Join us in conversation as For the Wild dedicates this week to exploring ancestral legacies around birthing, how we can invest in reproductive rights outside of the current hetero-patriarchal capitalist white supremacist system, the womb space as a place of creation, and birthing support as a human right.
♫ Music is "Hand Jivin” by Jason Marsalis, Irvin Mayfield, and "We Survived ft. Jasmine Burns & King Aswad" by Climbing PoeTree.
Take Action
Credit and listen to Black women, and other people of color who are defining Reproductive Justice. If your reproductive organization or circles do not have multiple people (or women) of color in leadership positions, then do not support them. One at the top does not count.

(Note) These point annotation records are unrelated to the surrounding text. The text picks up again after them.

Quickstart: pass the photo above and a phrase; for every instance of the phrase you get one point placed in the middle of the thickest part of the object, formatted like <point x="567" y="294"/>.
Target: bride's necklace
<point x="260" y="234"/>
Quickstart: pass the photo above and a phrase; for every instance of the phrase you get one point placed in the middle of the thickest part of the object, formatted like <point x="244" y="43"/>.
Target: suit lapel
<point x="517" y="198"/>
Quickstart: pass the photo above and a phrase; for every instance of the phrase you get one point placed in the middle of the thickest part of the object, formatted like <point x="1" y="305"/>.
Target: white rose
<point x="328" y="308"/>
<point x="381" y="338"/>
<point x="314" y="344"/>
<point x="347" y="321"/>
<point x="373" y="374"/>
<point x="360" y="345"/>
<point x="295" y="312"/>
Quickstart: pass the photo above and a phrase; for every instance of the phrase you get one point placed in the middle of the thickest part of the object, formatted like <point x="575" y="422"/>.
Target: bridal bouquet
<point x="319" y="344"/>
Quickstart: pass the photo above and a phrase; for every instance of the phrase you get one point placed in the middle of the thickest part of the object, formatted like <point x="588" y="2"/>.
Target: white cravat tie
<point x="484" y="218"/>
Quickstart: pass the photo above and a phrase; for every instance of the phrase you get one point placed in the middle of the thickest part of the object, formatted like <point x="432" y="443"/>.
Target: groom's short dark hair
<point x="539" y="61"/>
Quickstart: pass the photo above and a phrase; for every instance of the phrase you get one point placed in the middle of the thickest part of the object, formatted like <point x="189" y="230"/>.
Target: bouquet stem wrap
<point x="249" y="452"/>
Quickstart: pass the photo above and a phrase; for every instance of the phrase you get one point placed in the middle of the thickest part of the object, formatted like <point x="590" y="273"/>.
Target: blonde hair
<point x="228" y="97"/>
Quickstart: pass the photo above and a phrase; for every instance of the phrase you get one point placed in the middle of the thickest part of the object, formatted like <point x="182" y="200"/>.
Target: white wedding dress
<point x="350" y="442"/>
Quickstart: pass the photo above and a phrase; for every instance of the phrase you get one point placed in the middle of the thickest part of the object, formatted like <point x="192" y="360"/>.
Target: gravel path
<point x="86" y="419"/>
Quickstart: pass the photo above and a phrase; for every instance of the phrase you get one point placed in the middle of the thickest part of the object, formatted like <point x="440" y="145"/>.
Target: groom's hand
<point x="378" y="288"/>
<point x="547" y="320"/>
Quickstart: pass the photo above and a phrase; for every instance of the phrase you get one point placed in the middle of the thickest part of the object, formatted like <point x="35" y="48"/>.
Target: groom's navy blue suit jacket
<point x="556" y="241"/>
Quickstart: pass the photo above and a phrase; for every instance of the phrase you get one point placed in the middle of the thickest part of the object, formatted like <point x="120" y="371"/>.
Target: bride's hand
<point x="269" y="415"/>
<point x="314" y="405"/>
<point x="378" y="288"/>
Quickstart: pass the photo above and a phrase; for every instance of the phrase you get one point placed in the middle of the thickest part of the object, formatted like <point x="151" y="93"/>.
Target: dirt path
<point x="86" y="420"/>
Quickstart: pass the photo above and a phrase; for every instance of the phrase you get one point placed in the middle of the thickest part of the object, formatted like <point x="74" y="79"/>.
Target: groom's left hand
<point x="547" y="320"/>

Redirect your resources to organizations that are doing POC centered birth work, and who are led by people of color. You can do this by sponsoring people of color to take the RLBC doula training, or sponsoring a full training so we can offer them for free.
Hire a doula for your birth, or your friends birth.
Stop buying baby items and doing large registries, consider hosting baby stuff swaps and events to reduce waste in our waste stream.
Support homebirth midwives, hire one for your birth or concurrent care. Sponsor a friend to hire one.
Use cloth diaper services to divert waste from the landfill. Those dirty diapers will outlive your children. [To learn more, explore #NotAWhitePeopleThing: Why Elimination Communication is a Decolonial Practice.]
Divest in big oil who are the main causes of climate change and are poisoning our people, and putting POC communities at the front lines of destruction and climate-related disasters. These environmental injustices increase the Black, Brown, and Indigenous infant and maternal mortality rates.